« J’ai vraiment hâte qu’on commence les rénos, un petit coup à donner pis living the dream ‘sti »
Sarah et Jonathan achètent un bungalow à rénover pour en faire la maison de leurs rêves. Les mauvaises décisions, le manque de cash et les mensonges poussent le couple à franchir des zones extrêmes. Leur vie se transforme en cauchemar. Jusqu’où iront-ils pour sauver leur amour et les apparences? Watch out les petites réno!
Le deuxième long métrage de la réalisatrice Lawrence Côté-Collins commence avec une atmosphère intrigante et prometteuse qui installe rapidement le ton. La maison, dans toute sa décrépitude, est bien en vie. Le son de ses entrailles domine la trame sonore inquiétante rappelant les films les plus anxiogènes de David Lynch. L’atmosphère se détend assez rapidement avec l’arrivée du contre ton : un humour noir, un peu pince-sans-rire. La cohabitation entre suspense et humour est un défi, le stress et le rire étant deux sentiments presque opposés. Bungalow réussit à moitié son pari de ce côté, l’humour des mises en situation et des dialogues est bien dosé et bien écrit, mais certains punch tombent à plat à cause du rythme un peu trop lent, qui est toutefois nécessaire pour installer le suspense.

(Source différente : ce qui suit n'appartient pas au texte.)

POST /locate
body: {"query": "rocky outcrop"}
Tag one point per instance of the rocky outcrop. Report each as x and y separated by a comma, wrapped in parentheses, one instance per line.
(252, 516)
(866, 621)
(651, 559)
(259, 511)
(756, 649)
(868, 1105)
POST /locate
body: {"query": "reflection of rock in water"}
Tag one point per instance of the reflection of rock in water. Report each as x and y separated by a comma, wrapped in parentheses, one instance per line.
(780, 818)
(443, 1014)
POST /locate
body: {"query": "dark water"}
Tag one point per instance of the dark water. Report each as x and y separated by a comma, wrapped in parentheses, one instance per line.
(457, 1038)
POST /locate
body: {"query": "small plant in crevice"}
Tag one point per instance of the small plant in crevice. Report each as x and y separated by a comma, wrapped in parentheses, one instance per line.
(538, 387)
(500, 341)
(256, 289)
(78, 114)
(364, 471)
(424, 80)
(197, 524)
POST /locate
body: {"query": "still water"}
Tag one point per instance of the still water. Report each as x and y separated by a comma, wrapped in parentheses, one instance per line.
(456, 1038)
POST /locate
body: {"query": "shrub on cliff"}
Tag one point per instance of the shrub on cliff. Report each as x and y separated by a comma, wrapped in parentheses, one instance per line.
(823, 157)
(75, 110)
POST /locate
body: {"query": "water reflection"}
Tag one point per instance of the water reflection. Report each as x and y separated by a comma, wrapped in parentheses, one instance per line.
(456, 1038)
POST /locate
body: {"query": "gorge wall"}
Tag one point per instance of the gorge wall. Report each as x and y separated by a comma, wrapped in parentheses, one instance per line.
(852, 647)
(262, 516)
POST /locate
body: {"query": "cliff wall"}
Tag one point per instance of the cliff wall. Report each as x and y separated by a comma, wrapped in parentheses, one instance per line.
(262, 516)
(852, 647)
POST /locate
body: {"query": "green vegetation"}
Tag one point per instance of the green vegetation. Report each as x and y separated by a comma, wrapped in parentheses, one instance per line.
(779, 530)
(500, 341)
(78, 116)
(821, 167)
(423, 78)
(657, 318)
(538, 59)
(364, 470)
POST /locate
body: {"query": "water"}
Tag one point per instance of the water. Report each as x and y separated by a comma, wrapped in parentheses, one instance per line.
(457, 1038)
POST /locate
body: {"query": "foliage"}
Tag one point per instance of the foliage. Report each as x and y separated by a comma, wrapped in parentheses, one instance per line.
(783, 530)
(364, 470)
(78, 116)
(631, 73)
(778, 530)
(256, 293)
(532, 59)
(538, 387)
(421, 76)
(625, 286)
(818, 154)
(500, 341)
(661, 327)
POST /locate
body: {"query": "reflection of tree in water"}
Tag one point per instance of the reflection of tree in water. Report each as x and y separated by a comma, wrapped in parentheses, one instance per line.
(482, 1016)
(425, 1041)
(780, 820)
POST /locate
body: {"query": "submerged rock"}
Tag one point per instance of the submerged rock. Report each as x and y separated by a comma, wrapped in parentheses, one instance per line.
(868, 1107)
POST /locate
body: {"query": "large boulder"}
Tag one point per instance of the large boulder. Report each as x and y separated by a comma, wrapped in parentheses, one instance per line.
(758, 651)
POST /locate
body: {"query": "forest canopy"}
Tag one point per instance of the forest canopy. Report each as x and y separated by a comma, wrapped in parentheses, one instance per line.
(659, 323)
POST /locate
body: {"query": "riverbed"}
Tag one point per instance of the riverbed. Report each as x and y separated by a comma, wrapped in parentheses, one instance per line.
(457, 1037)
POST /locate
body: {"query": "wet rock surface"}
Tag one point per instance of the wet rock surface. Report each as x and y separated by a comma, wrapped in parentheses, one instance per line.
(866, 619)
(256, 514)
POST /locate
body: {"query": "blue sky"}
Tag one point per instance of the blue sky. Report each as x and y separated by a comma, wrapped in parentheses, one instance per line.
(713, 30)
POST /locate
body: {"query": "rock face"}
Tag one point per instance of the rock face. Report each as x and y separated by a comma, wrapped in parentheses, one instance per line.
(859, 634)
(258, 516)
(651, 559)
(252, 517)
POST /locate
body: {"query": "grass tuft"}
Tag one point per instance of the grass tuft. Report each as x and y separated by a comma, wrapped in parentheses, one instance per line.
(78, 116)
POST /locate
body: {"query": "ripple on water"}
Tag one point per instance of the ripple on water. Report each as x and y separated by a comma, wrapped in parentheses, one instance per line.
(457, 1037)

Avec un format d’image et un grain similaire à la pellicule, des plans symétriques rappelant la plasticité des films de Wes Anderson, des jeux d’éclairages sursaturés de ceux de Nicolas Winding Refn, on peut dire que Bungalow est un film à l’esthétique soignée. Autant dans le chaos de la maison avant les rénovations que le kitsch des pièces monochromes à thématique douteuse, le directeur photo Vincent Biron trouve le beau. Un travail qui va bien sûr de pair avec celui de la directrice artistique Sylvie Desmarais. La contribution et l’intérêt de la réalisatrice pour ce département ainsi que celui des costumes sont manifestes, ce qui explique également la réussite esthétique du film. Sa touche se ressent également dans les intertitres colorés présentant le passage des mois.
Avec sa veste zébrée, ses faux ongles frais à tous les mois, sa vape, ses talons hauts et son chihuahua Sugar sous le bras, Sarah, incarnée par Sonia Cordeau, représente l’archétype de la diva du cheap. Pour prendre des exemples de célébrité dont la persona peut être considérée comme, on peut penser à Snooki dans la téléréalité Jersey Shore. Elle est par contre plus futée qu’elle a en l’air et sait comment user de ses charmes à son avantage.

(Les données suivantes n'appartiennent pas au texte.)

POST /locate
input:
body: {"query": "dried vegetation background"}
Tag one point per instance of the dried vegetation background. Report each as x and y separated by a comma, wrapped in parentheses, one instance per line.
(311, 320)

Avec son manque d’habileté manuel, son intérêt marqué pour l’époque médiévale, son repère dans le bar du quartier et son fantasme de man cave, Jonathan, incarné par Guillaume Cyr, représente l’archétype du gros colon. Jonathan est un gentil géant dont la carrure contraste avec la sensibilité. Ce qui le mène ultimement à sa perte, c’est sa naïveté et son désir de subvenir aux besoins de sa famille.

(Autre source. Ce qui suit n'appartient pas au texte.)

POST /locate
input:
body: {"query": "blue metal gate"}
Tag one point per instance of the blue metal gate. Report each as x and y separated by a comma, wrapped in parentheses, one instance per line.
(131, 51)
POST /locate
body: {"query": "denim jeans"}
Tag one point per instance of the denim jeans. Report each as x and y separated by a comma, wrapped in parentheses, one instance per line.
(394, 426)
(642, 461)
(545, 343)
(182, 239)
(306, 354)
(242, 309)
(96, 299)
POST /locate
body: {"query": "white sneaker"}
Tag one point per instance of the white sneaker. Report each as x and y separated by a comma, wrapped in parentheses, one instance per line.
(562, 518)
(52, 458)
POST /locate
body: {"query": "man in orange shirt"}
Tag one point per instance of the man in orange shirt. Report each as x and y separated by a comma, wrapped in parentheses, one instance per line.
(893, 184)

Les personnages secondaires qui entourent les protagonistes sont de couleurs et d’importances variées. Une mention spéciale ici à Josée, la travailleuse que le couple engage pour s’occuper des rénovations, qui représente une variante rafraîchissante de l’homme de construction macho. Par contre, plusieurs autres personnages secondaires manquent de traits caractéristiques, ils sont un peu fades comparé au protagoniste exubérant et aux décors qui le sont parfois encore plus.
Ce couple, comme on le voit souvent dans les films se déroulant en banlieue, est à la recherche du rêve américain et ils semblent en bonne voie de l’accomplir. C’est déjà réglé pour le couple et le chien, mais ça se complique quand on arrive à la maison et aux enfants… Pour les aider dans la réalisation de leur rêve, Sarah fait appel à une émission de rénovation. Ce pastiche qui peut rappeler Décors ta vie ou encore Méchant Changement met en lumière la plus grande contradiction de ce type d’émission : une grande emphase sur l’apparence, mais pas sur le durable et le fonctionnel. Ceci souligne à grand trait notre rapport déformé et malsain à notre lieu de vie.
Avec ces personnages parfois pathétique et incapable d’atteindre leur idéal à cause de leur manque d’argent et de leurs mauvaises décisions, je demeure un peu perplexe sur le message à en tirer. Il est évident que l’on s’attaque à la poursuite factice du rêve américain, mais plutôt que de questionner le système dans lequel cet idéal s’inscrit, on semble directement critiquer l’absurdité du rêve de ces personnages.
Somme toute, Bungalow présente une esthétique à la fois maîtrisée et originale, mais l’hyper esthétisation prend parfois le dessus sur les personnages et le message.